Arrivederci, Alberto! Tomba skis farewell race



SESTRIERE, Italy -- Blowing kisses to his fans and hoisted on the shoulders of his rivals, Alberto Tomba skied his farewell race Wednesday night on his favorite course.

The Italian ski great, who announced his retirement last October, finished ahead of world champion Michael Von Gruenigen and other World Cup stars in a short three-run giant slalom exhibition under the lights.

The 32-year-old star joked about a comeback at the 1999 world championships in Vail, Colo., but quickly added he was indeed through.

"It's over for me, on skis," he said. "I gave a lot, perhaps too much. ... I no longer have motivations. I won everything. .... After 15 years on the World Cup circuit I was really sick."

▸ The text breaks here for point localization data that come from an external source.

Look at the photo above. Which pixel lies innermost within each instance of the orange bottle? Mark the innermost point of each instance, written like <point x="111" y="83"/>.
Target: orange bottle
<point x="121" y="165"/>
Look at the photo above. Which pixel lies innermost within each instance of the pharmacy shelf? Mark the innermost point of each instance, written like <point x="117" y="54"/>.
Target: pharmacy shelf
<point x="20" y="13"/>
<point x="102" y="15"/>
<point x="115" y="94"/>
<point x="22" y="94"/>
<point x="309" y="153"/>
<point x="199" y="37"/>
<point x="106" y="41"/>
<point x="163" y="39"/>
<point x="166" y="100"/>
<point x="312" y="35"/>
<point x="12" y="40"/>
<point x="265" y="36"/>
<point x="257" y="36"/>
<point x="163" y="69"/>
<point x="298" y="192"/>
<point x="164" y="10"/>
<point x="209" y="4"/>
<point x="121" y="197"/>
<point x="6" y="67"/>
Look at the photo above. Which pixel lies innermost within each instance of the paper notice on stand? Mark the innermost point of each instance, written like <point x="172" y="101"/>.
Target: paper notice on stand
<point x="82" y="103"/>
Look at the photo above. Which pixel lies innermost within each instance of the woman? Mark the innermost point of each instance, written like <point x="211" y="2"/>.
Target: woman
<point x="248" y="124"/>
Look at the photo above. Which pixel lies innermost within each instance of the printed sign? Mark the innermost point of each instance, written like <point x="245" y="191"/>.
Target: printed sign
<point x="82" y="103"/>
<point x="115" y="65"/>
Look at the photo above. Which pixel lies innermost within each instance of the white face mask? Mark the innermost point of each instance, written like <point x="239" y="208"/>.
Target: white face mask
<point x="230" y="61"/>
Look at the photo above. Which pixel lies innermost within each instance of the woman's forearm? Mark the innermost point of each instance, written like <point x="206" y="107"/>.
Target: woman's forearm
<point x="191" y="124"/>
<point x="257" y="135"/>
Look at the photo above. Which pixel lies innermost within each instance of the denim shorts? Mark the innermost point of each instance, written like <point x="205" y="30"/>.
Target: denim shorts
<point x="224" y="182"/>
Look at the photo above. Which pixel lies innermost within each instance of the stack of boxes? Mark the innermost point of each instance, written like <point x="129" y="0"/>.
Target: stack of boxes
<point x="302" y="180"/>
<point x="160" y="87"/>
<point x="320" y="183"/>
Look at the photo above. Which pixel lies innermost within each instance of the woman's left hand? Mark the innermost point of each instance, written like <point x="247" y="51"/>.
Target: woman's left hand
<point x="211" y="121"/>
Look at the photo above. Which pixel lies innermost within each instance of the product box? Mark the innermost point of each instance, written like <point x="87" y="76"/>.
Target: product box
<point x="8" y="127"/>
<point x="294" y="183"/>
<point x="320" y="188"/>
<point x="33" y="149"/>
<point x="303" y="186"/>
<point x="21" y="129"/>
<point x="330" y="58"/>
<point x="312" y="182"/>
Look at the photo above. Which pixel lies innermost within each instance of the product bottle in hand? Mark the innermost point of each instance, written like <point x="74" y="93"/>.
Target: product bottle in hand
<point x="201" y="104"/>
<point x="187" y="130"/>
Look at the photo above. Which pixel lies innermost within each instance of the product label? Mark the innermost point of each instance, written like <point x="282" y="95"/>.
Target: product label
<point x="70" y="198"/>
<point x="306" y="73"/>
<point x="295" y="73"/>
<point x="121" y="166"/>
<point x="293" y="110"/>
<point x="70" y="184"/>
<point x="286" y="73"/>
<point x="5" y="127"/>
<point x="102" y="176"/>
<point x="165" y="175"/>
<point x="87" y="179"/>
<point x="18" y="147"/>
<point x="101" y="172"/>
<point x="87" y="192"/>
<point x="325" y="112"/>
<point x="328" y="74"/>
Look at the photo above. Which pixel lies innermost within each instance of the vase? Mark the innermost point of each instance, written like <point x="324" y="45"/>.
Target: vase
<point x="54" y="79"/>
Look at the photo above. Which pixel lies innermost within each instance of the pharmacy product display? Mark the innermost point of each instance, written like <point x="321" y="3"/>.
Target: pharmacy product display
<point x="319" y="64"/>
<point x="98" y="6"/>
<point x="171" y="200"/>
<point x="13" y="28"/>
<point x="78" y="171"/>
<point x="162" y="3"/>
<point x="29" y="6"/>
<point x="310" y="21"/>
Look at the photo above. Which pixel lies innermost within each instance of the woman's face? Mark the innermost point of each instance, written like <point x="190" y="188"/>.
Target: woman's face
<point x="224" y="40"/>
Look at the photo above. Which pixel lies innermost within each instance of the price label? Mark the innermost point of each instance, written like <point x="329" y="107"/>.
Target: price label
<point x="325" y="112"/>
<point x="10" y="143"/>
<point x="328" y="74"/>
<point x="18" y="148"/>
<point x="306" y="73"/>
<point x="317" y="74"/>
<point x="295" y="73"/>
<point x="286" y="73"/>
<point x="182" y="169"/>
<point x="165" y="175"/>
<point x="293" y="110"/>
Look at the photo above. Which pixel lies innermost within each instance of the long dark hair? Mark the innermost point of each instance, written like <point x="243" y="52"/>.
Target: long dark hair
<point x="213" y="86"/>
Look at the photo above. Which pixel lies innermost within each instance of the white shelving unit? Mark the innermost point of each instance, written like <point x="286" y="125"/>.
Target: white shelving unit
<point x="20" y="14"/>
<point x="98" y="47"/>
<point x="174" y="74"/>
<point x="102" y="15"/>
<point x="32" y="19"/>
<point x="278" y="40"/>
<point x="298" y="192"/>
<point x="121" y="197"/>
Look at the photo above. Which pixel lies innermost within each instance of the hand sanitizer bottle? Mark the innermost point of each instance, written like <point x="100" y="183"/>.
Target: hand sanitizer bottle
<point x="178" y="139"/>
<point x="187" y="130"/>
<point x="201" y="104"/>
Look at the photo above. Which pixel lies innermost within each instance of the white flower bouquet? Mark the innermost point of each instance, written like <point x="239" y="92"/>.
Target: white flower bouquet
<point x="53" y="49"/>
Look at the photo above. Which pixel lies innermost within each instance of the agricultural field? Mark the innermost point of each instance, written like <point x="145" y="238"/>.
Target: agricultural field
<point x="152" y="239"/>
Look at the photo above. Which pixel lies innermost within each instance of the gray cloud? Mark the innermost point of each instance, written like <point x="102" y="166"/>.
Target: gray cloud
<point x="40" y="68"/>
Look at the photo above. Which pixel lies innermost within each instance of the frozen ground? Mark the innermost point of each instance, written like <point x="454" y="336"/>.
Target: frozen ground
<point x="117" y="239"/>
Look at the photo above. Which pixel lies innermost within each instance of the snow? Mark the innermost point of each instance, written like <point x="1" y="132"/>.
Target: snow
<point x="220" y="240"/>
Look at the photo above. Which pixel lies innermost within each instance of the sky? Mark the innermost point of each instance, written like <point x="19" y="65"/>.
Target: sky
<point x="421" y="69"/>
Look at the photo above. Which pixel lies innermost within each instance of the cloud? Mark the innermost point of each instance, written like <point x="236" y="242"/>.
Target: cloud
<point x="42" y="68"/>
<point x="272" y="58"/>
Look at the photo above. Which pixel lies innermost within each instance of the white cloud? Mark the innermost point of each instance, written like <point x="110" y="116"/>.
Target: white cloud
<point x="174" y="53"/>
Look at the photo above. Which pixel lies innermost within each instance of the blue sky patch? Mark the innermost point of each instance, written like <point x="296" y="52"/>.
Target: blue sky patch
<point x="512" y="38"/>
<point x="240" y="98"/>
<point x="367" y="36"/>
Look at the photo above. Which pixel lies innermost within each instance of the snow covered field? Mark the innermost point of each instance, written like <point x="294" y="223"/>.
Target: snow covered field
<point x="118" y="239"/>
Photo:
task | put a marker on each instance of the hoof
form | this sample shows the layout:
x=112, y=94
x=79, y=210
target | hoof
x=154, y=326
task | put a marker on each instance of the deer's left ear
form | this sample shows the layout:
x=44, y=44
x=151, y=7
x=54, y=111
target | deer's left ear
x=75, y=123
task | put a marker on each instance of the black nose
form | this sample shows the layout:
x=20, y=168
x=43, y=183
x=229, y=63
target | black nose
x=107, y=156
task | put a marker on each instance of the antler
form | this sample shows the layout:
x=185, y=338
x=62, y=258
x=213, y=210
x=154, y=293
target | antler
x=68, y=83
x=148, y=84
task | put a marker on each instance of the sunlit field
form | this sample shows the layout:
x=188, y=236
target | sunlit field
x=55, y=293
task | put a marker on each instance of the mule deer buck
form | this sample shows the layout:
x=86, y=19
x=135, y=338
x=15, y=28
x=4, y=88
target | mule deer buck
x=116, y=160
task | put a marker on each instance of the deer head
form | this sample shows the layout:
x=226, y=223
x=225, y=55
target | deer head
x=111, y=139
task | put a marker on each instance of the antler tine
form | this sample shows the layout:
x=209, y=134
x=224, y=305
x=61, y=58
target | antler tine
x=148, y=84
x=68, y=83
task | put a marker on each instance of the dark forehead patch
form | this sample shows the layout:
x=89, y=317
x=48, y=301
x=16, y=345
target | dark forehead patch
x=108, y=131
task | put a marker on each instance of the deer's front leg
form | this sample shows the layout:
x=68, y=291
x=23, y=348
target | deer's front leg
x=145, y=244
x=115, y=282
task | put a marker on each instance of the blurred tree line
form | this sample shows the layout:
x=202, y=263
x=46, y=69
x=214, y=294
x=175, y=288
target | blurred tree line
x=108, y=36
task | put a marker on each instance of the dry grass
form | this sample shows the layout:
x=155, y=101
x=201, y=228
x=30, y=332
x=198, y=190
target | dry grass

Tomba, a three-time Olympic champion, recently started an acting career, playing the role of a policeman nicknamed Alex the Ram.

On Wednesday, before thousands of fans on a foggy and snowy night, Tomba placed third in his very last race. He finished behind Paul Accola and Patrick Holzer in the exhibition through 20 gates.

Tomba had the fastest time in the first run but finished third overall, 0.12 behind the Swiss winner. Von Gruenigen, who won the world giant slalom title at Sestriere in 1997, finished .01 seconds behind Tomba.

"I never doubted about Tomba," said Slovenia's Jure Kosir, who was fifth. "He still is great. You can't forget skiing in a few months."

Tomba, who won the first of 50 World Cup races in this Italian resort in 1987, skied his last World Cup slalom in Crans Montana, Switzerland, last March when he capped his sensational career with a victory.

"They let the granddad make the podium for the last time," said Tomba, smiling at the finish line before being mobbed by fans who chanted his name and played horns.

"I made wonders in the first run despite cramps and untested skis. I was tense because so many people had come here to celebrate me."

Tomba practiced only three days for his farewell race, which was held at the site where he won six World Cup races between 1987 and 1995.

"I was busy playing Alex," Tomba said. "It's a difficult job. But I enjoyed shooting love scenes."

Gustav Thoeni, Tomba's former personal coach, said Tomba "proved he still is one of the best world skiers. However, he already gave a lot, and deserves to retire."

Tomba captured as many headlines for his antics as for his skiing talent. Now skiing will have to look elsewhere.

As one large sign at the finish line read: "We no longer enjoy ski races without Alberto."